Studies have demonstrated that breast cancer can be classified into various types by examining the expression profile of the disease. Perou used 40 breast tumors and matched pairs of samples along with 476 genes that variably expressed between the tumors and matched pairs. In another study, clustering and segregation were obtained by Chang using 70 tumors and 78 genes. Four major subgroups were found based on expression levels. Finally, Gruvberger profiled 58 grossly dissected tumors and used machine learning to determine ER status via expression profiles.

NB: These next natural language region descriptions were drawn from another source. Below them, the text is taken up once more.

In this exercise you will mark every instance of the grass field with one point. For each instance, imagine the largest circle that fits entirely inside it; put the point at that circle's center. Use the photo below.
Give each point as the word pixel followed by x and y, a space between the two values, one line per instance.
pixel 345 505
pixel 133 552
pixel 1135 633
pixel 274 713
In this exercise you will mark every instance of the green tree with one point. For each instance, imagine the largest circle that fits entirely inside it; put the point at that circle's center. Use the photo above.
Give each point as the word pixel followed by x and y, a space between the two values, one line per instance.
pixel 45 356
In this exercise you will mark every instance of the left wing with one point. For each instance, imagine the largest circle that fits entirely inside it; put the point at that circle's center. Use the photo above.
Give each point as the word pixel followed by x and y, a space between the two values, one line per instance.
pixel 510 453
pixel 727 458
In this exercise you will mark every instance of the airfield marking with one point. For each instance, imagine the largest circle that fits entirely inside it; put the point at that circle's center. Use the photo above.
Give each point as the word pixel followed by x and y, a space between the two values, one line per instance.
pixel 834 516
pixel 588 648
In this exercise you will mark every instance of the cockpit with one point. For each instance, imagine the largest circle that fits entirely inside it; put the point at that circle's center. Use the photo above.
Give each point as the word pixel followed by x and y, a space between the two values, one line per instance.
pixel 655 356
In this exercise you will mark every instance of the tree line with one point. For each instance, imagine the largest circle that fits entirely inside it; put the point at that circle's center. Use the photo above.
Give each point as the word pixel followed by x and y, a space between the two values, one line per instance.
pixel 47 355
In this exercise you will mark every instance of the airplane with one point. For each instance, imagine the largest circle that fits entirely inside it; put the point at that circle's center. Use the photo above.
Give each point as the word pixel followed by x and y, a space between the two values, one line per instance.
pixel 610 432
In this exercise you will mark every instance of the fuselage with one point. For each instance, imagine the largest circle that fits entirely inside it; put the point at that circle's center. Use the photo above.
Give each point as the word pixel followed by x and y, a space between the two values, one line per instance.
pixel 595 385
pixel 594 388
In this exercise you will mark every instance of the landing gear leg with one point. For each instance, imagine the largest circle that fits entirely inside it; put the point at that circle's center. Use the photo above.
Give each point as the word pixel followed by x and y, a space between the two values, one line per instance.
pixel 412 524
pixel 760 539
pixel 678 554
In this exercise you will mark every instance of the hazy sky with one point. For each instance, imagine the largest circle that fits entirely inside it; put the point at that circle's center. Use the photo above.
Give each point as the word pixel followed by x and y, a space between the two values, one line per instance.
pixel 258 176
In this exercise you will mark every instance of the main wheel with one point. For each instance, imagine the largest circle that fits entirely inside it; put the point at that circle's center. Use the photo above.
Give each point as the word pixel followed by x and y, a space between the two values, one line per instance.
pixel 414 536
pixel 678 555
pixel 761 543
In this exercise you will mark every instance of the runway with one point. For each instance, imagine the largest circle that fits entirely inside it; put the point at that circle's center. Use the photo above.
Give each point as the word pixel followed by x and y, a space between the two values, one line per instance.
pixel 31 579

In addition to using gene expression profiles to relate genes to specific tumor types, microarrays can be used to tune the patients that receive chemotherapy in the clinic. So called adjuvant systemic therapy is common after surgery. Sixty percent of early breast cancer patients receive some form of chemotherapy but only a minority benefit from it. Predictive indicators, based on microarray studies are needed to select the most effective form of therapy for the best candidates. High-throughput microarray techniques allow for the parallel analysis of thousands of genes and have resulted in an increased understanding of the complex nature of breast cancer progression. A number of multigene signatures have been related to various systemic therapies and tied to prognosis and patient response. These signatures can be used to validate which patients stand to benefit most from chemotherapy.
The Stanford group related histopathological features to distinct molecular subtypes and cemented the idea that breast cancer is not simply a single disease. Perou and his colleagues published their seminal research on gene expression profiles and class discovery in breast cancer and demonstrated that these cancers can be separated into at least five distinct molecular subtypes. A number of groups have demonstrated that ER-positive and ER-negative disease types are governed by distinct genetic processes.
Human tissues samples for cancer research are the basic materials for microarray studies that are being used for a diverse array of clinical ends. From determining the subtype of cancer from expression profiles to determining ER status to understanding which patients will benefit most from chemotherapy, microarray studies, sourced from biorepositories of oncology tissues, are driving progress that extends directly into the clinic and enhances patient care.